MySQL Chinese full-text indexing mysqlcft plug-ins (1/5)

Source: Internet
Author: User
Tags character set numeric mysql functions

MySQL Chinese full-text indexing plug-in MYSQLCFT features:
1. Advantages:
①, precision is very high: the use of the "three-byte crossover algorithm", the Chinese sentence segmentation, no Chinese word segmentation, search accuracy is far higher than the Chinese word segmentation algorithm, can achieve like '%...% ' accuracy rate.
②, quick query speed: query speed than like '%...% ' search fast 3~50 times, the end of the article has test results;
③, Standard plug-in type: MySQL 5.1 full-text indexing standard plug-in form development, do not modify the MySQL source code, does not affect the other MySQL functions, can quickly follow the new version of MySQL;
④, support version more: Support all MySQL 5.1 Release Candidate version, that is, MySQL 5.1.22 rc~ the latest MySQL 5.1.25 RC;
⑤, support character set: Supports MySQL character set including GBK, GB2312, UTF-8, Latin1, BIG5 (other character sets have not been tested);
⑥, System compatible: With I386 and x86_64 two versions, support 32-bit (i386) and 64-bit (x86_64) CPU and Linux system;
⑦, suitable for distribution: very suitable for MySQL slave distributed system architecture, no word library maintenance costs, there is no thesaurus synchronization problem.

2. Disadvantages:
①, mysqlcft Chinese Full-text indexing only applies to MyISAM tables, because MySQL only supports fulltext indexing of myisam tables;
②, MySQL can not be statically compiled installation, otherwise can not install MYSQLCFT plug-ins;
③, based on "Three byte Cross segmentation algorithm" index file will be larger than the mass, Ft-hightman and other based on "Chinese word segmentation algorithm," the index file slightly bigger, but not much. Based on my tests, MYSQLCFT is full-text indexed. The myi index file is 2~5 times the. MyD data file.

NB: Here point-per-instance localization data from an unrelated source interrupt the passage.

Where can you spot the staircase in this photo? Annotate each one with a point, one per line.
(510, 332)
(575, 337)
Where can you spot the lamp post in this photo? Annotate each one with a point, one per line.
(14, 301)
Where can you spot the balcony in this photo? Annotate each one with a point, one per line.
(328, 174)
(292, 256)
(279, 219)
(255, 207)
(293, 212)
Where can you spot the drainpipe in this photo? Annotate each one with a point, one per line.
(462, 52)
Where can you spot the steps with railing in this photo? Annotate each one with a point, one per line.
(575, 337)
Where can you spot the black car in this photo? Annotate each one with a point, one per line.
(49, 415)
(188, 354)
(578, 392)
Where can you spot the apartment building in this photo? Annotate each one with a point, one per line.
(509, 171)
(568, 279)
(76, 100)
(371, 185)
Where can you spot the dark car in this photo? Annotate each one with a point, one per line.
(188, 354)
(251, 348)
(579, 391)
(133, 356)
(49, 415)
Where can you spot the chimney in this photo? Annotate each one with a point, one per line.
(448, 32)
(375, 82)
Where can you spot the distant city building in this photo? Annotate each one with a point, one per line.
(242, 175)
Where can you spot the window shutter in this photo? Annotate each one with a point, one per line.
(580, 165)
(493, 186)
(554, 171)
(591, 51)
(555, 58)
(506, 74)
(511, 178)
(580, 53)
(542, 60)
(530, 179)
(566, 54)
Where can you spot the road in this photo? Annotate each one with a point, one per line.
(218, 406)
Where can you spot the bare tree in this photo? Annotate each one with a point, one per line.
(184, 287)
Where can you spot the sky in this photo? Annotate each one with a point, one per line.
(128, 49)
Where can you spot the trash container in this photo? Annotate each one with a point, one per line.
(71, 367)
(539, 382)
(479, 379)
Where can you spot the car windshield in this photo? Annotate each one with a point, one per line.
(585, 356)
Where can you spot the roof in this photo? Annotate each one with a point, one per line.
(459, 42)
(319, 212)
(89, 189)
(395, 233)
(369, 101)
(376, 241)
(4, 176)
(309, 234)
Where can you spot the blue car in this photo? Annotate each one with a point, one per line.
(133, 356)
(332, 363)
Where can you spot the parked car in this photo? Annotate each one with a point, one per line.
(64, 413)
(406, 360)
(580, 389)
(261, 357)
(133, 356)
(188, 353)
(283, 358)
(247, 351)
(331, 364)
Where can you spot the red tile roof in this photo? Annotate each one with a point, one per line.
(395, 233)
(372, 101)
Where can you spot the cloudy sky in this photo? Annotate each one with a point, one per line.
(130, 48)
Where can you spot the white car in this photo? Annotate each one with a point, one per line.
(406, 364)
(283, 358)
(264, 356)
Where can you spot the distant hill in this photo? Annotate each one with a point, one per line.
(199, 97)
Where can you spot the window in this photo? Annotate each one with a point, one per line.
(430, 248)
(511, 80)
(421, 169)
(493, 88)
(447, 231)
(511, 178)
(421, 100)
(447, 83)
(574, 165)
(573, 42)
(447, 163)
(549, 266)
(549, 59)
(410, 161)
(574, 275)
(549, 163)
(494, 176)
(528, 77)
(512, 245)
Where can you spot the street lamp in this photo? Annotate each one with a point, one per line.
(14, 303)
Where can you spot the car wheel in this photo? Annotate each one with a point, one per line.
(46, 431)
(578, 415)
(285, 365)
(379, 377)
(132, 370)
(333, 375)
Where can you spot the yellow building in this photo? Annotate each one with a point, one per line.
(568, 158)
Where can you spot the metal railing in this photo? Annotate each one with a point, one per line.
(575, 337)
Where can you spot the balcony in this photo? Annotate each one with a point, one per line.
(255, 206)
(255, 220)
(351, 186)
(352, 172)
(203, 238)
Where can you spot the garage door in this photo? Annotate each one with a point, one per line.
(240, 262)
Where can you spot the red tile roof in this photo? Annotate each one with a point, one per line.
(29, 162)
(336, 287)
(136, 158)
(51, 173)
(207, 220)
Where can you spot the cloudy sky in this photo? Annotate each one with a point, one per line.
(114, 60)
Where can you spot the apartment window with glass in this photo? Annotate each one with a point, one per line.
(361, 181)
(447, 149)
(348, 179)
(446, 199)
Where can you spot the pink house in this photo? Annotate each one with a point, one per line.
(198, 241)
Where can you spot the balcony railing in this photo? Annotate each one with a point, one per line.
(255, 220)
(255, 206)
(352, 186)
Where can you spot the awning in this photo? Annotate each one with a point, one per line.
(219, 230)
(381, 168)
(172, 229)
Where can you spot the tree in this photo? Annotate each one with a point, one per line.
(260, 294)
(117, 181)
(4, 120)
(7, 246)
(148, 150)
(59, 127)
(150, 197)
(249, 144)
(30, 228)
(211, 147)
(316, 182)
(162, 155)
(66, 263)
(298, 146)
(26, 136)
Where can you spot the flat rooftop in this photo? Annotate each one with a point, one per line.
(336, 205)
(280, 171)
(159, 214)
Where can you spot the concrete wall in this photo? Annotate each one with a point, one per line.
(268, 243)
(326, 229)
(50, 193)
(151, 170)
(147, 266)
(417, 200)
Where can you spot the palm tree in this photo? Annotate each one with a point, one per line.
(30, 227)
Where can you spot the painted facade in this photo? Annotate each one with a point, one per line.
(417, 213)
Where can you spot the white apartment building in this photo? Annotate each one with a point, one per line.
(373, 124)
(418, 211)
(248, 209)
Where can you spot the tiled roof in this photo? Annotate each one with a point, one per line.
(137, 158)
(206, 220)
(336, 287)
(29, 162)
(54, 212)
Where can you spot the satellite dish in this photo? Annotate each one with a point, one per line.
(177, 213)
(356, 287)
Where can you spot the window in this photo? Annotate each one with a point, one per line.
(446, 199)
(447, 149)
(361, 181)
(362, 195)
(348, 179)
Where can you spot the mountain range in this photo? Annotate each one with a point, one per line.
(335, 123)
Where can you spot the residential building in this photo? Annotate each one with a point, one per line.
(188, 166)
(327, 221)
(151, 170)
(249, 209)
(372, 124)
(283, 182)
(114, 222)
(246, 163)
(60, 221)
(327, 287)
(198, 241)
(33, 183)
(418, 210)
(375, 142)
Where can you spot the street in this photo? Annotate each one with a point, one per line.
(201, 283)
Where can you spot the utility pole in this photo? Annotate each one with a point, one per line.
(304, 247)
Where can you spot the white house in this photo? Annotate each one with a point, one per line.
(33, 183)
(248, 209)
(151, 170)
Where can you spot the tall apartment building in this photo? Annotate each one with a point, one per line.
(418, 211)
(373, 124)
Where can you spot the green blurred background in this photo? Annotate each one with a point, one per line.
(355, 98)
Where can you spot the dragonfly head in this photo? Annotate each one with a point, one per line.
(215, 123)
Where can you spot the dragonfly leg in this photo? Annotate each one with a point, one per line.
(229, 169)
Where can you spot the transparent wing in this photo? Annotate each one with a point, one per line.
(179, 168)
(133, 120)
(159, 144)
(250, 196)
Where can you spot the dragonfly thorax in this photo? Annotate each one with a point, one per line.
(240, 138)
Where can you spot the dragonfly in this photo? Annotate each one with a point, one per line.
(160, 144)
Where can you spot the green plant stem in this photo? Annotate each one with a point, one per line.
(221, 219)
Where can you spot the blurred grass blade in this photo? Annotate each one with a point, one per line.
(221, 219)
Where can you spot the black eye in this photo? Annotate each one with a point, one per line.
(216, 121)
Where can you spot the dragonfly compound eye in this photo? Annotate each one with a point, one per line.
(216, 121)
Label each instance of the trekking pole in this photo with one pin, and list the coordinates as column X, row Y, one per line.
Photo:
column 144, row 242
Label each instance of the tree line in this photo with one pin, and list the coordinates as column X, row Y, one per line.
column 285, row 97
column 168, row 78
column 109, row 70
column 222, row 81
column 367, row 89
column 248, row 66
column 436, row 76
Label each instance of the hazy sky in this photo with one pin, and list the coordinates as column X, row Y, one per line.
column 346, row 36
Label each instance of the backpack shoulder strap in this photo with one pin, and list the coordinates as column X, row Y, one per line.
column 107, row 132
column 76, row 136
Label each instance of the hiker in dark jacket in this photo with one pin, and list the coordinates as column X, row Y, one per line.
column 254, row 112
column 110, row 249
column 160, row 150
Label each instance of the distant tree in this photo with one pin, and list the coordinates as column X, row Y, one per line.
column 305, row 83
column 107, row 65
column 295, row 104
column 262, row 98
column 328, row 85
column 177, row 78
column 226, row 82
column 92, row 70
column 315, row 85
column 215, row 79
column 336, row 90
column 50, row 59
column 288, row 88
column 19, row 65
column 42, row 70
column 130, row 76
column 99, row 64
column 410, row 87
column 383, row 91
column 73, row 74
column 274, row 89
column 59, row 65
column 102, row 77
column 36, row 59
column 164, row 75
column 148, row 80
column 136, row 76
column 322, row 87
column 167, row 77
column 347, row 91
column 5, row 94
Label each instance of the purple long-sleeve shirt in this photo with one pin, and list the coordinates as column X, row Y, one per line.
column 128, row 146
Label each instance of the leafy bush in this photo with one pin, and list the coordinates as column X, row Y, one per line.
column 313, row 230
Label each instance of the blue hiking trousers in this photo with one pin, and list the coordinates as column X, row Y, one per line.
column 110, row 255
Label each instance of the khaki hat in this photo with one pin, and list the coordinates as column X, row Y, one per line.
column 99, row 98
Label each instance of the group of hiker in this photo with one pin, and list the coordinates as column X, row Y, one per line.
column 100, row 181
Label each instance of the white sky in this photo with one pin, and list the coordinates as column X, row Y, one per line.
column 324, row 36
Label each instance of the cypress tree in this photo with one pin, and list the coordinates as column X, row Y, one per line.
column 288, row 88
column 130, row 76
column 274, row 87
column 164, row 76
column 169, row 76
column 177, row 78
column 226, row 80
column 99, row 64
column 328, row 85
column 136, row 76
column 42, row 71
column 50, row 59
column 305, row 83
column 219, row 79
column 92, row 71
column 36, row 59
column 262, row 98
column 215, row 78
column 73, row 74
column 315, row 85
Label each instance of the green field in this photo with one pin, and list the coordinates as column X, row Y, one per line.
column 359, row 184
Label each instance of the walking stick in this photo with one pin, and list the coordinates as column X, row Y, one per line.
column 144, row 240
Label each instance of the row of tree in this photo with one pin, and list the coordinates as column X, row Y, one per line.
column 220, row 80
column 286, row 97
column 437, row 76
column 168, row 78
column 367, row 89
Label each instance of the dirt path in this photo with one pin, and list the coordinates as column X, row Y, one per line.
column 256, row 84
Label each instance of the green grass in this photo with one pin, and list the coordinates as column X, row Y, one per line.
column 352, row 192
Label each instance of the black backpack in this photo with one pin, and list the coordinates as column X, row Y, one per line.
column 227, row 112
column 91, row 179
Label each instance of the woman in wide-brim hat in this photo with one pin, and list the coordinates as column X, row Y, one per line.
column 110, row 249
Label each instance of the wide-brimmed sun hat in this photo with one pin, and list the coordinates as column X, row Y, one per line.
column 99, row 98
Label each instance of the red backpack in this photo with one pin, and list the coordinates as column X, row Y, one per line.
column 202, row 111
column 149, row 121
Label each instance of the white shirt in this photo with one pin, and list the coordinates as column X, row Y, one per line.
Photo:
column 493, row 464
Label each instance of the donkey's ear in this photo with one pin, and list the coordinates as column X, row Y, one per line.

   second, the core idea of MYSQLCFT--"Three-byte cross-segmentation algorithm"

  

Note: This article takes the 0~7 numeral serial number to represent "English", "the numeral" and "half Chinese characters", in order to explain.
1, according to the three-byte Chinese sentence segmentation, the establishment of Full-text indexing:
For example, the word "Full-text index" or "1 X-ray machines" four will be split into 6, and the reverse index should be established:
012 123 234 345 456 567

2, in three bytes of the Search keyword segmentation, in the Full-text index to find the corresponding information:
Example ①: Search for the keyword "document", with a numeric serial number is "2~5", then it will be cut into:
234 345
In this way, it is aligned with the Full-text index.

Example ②: Search for the keyword "x-ray machine", with a numeric serial number is "3~7", then it will be cut into:
345 456 567
In this way, it is also aligned with the Full-text index.

Example ③: Search for the keyword "1 optical machines", with the number of numbers indicated is "0~2" and "4~7", then it will be cut into:
012 456 567
In this way, multiple-keyword searches are also aligned with Full-text indexing.

Home 1 2 3 4 5 last
Related Article

Contact Us

The content source of this page is from Internet, which doesn't represent Alibaba Cloud's opinion; products and services mentioned on that page don't have any relationship with Alibaba Cloud. If the content of the page makes you feel confusing, please write us an email, we will handle the problem within 5 days after receiving your email.

If you find any instances of plagiarism from the community, please send an email to: info-contact@alibabacloud.com and provide relevant evidence. A staff member will contact you within 5 working days.

A Free Trial That Lets You Build Big!

Start building with 50+ products and up to 12 months usage for Elastic Compute Service

  • Sales Support

    1 on 1 presale consultation

  • After-Sales Support

    24/7 Technical Support 6 Free Tickets per Quarter Faster Response

  • Alibaba Cloud offers highly flexible support services tailored to meet your exact needs.